Ladysmith Black Mambazo, another world-famous South African ensemble, was also nominated in two Grammy categories. Alas, they went home empty-handed (though they already have two Grammys to their name). But the choir's success has given another boost to South Africa's artistic image, a year after its big win at the Academy Awards, when “Tsotsi”, a movie set in Johannesburg, won the Oscar for best foreign-language film.
Sweet sounds
South African fans of classical music have reason to be cheerful: on April 1st, the Johannesburg Philharmonic Orchestra (JPO) will become the country's third state-funded orchestra (Durban and Cape Town also have ensembles). This will end years of worry over its future and mean full-time employment for the orchestra's 43 musicians, many of whom have needed second jobs.
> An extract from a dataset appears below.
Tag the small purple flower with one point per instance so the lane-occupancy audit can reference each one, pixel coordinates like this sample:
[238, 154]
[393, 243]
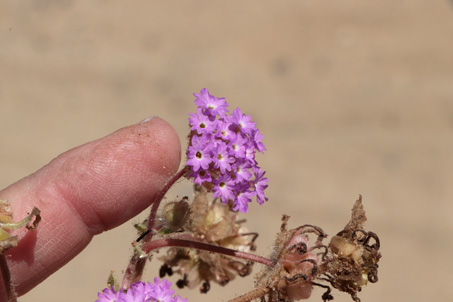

The orchestra, which was created in 2000 after the demise of the National Symphony Orchestra, had been living from hand to mouth. Last year the JPO successfully approached South Africa's culture minister, Pallo Jordan, for funding. Key to its campaign was the support of Cyril Ramaphosa, one of the country's best-known businessmen, who became the JPO's patron last August.
See the JPO's website.
Catch if you can March 2007
Pieter-Dirk Uys: “Eish!”
Until March 17th 2007
Pieter-Dirk Uys is one of South Africa's most famous comics and satirists. With his new one-man show, he returns to the Market Theatre, where he staged many of his iconoclastic works, dodging censorship during apartheid. Now he targets the country's current leaders and issues, skewering black economic empowerment, the succession battle within the ruling African National Congress and Jacob Zuma, the scandal-prone former deputy president. “If P.W. Botha's government wrote me my best material during the 1980s,” says Mr Uys, “Thabo Mbeki's democratic comrades have become the best scriptwriters I could wish for.” Also expect him to revive some of his older favourites, such as his famous Evita Bezuidenhout character, a white Afrikaner socialite.